The bankruptcy of FTX Derivatives Exchange, the once crypto behemoth valued at about $32 billion, has served as a reference point for many to look at and engage with the industry with extreme caution.
Last week, FTX still appeared normal despite revelations about inconsistencies in the balance sheet of its sister trading firm Alameda Research.
FTX occupied a very pivotal position in the digital currency ecosystem, coming off as the lender of last resort to distressed firms in the entire course of the crypto winter and as an investor. FTX has investments in over 200 companies, all of which were listed in its bankruptcy filing.
While the collapse of FTX came off as a wildly shocking one, the fact that we saw some major players like Celsius Network, Voyager Digital, Three Arrows Capital, and Terraform Labs go under over the summer must have given attentive observers a clue that nothing is impossible in this space.
FTX and the Broad-based Heartbreak
A major difference in how the FTX’s demise shaped up when compared to a host of other bankrupt firms is perhaps what is breaking many people’s hearts at the moment. Despite promising the ethos of centralization, FTX notably dipped its hands into users’ funds in an unethical way which it used to fund unproductive business calls.
With the details we have seen thus far, FTX’s former CEO, Sam Bankman-Fried, transferred user deposits worth up to $4 billion to Alameda Research to prop up the firm for the failed intervention of Voyager Digital and other investments.
“FTX now joins the infamous club of centralized crypto entities that went bust this cycle because they took enormous liberties not only with its customers’ funds but also with ethics, integrity, and the very ideals of crypto. Hopefully, both the industry as a whole and individual crypto users will be able to learn and grow from this experience,” said Anto Paroian, CEO and Executive Director at the cryptocurrency hedge fund ARK36, in an emailed statement to Blockchain.News.
The learning Anto was referring to may be necessitated following the demise of FTX, as thousands of investors will be affected. Notably, we can agree that FTX will not be the only scapegoat for its collapse, a fact that is bound to be unravelled in due course.
Exchanges Scrambling to Rebuild Trust
The collapse of FTX has placed a number of crypto trading platforms on edge. Starting with Binance, many outfits are now publishing the details of their reserves in a bid to regain the trust of customers across the board.

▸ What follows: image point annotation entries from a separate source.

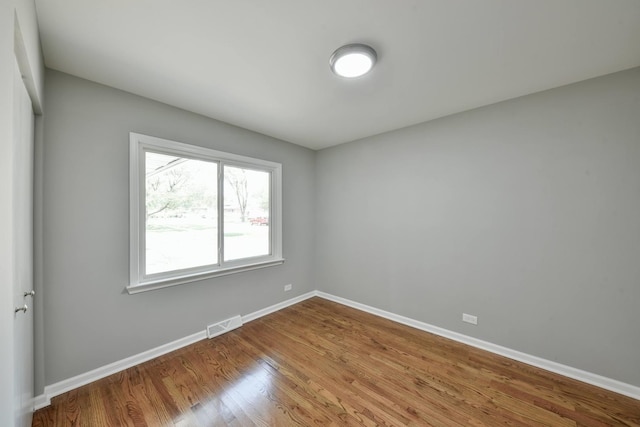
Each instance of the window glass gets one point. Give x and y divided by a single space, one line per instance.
246 213
181 219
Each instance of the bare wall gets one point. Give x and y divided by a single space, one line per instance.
524 213
89 320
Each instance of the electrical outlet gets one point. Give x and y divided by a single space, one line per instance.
469 318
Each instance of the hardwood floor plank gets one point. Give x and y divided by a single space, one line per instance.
321 363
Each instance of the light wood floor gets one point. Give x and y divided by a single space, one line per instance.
321 363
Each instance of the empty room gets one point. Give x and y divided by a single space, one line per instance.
296 213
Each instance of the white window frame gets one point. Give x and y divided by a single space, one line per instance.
138 280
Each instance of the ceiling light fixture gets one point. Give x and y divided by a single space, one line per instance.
353 60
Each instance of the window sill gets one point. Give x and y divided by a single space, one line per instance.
165 283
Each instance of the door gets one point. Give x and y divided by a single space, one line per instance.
22 240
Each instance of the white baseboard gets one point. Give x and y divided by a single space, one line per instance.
558 368
272 309
597 380
79 380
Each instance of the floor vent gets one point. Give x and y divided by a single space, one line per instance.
224 326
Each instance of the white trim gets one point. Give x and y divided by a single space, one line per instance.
279 306
165 283
63 386
139 144
558 368
597 380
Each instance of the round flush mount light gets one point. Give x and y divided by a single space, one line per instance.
353 60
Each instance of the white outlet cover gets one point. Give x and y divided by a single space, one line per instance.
469 318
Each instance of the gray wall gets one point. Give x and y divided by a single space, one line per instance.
89 321
525 213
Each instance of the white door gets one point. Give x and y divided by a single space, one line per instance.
22 240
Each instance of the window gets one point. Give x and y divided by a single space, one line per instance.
198 213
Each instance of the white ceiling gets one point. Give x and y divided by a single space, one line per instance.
264 64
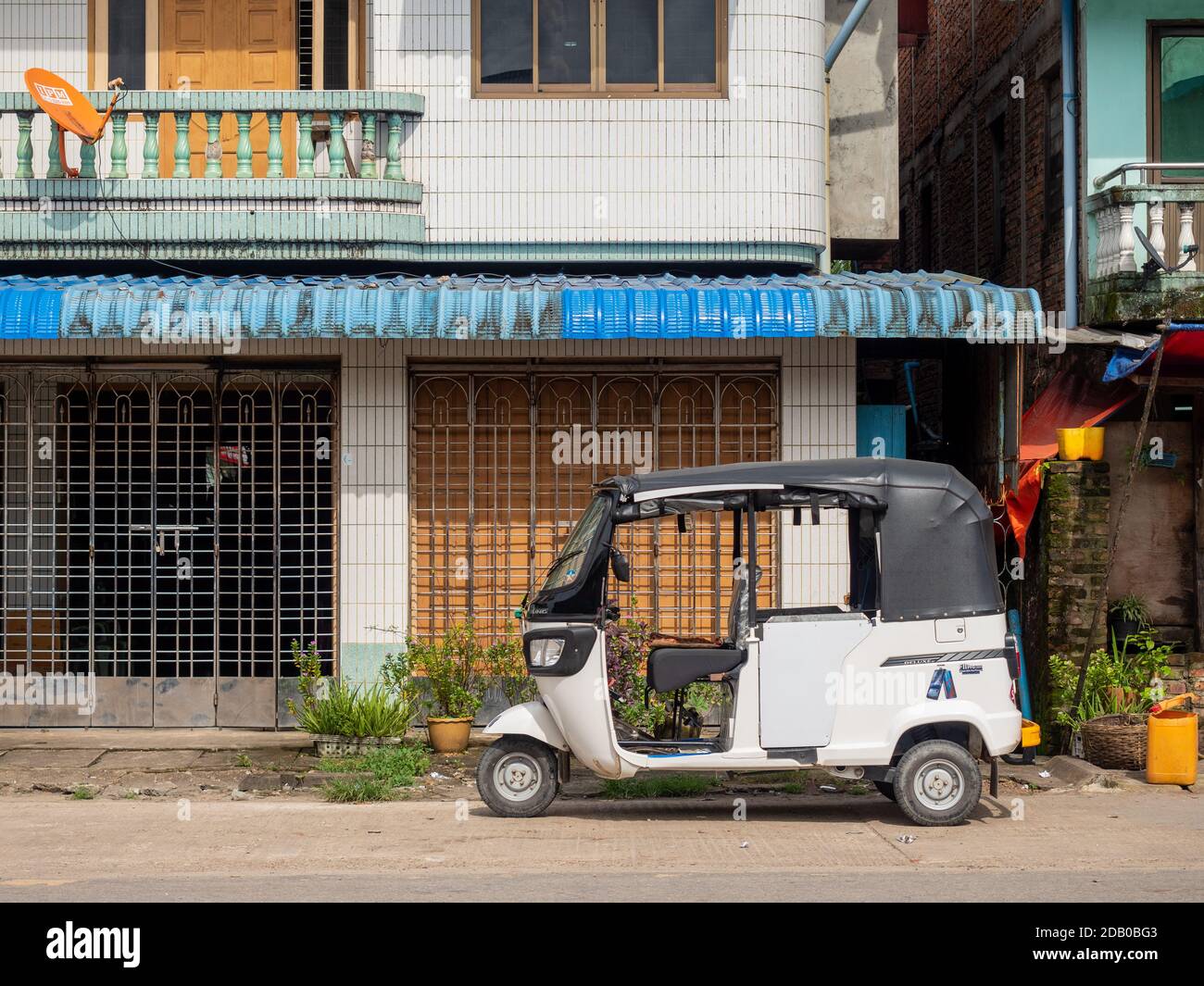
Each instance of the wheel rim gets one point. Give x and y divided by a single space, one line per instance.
938 785
518 777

This position aligns with Anton’s recommendation that “users should consider every exchange potentially insolvent unless proven otherwise through proof-of-reserves.”
The published Proof-of-Reserve (POR) has thus far shown that Binance is the most healthy exchange, but keen observers have started finding faults in some crypto firms’ PoR. One such is Crypto.com, whose on-chain data shows that funds were deposited shortly before publishing its reserve.
Industry leaders, including Binance CEO Changpeng “CZ” Zhao, have indirectly advised how users should stay cautious.
Acts like this are highly antagonistic to the trust exchanges are trying to build, and a reflection of the distrust in Crypto.com has stirred a massive slump in the price of Cronos (CRO), the exchange native coin. CRO was down by 17.86% to $0.06472, corresponding to 48.49% over the trailing 7-day period.
The industry is at a pivotal time when investors will re-assess their short- and long-term goals. Many may even steer clear of the market for a while until normalcy, a highly relative word in this regard, is restored to the market.
By the time the FTX contagion has been fully manifested, and the worst of this crypto winter is finally over, only exchanges that have given investors reasons to trust it continually will likely remain in business.
The Place of Regulation
Regulators have been wading into the FTX saga, with lawmakers in various crypto-active countries calling for tighter scrutiny of the industry.
Many regulators were shaken by the collapse of Terra (LUNA), and South Korean lawmakers are still neck deep into the investigations into founder Do Kwon who is still at large. The bankruptcy of FTX only reiterates the positioning of these watchdogs over time that the industry is highly speculative and requires adequate oversight.
Gary Gensler, the United States Securities and Exchange Commission (SEC) Chairman, pointed out that the industry is non-compliant with the existing laws, and more enforcement is bound to surface moving forward.
With many already hurt by the bankruptcies in the crypto industry thus far this year, the SEC and other regulators will undoubtedly step in to wade off further losses shortly.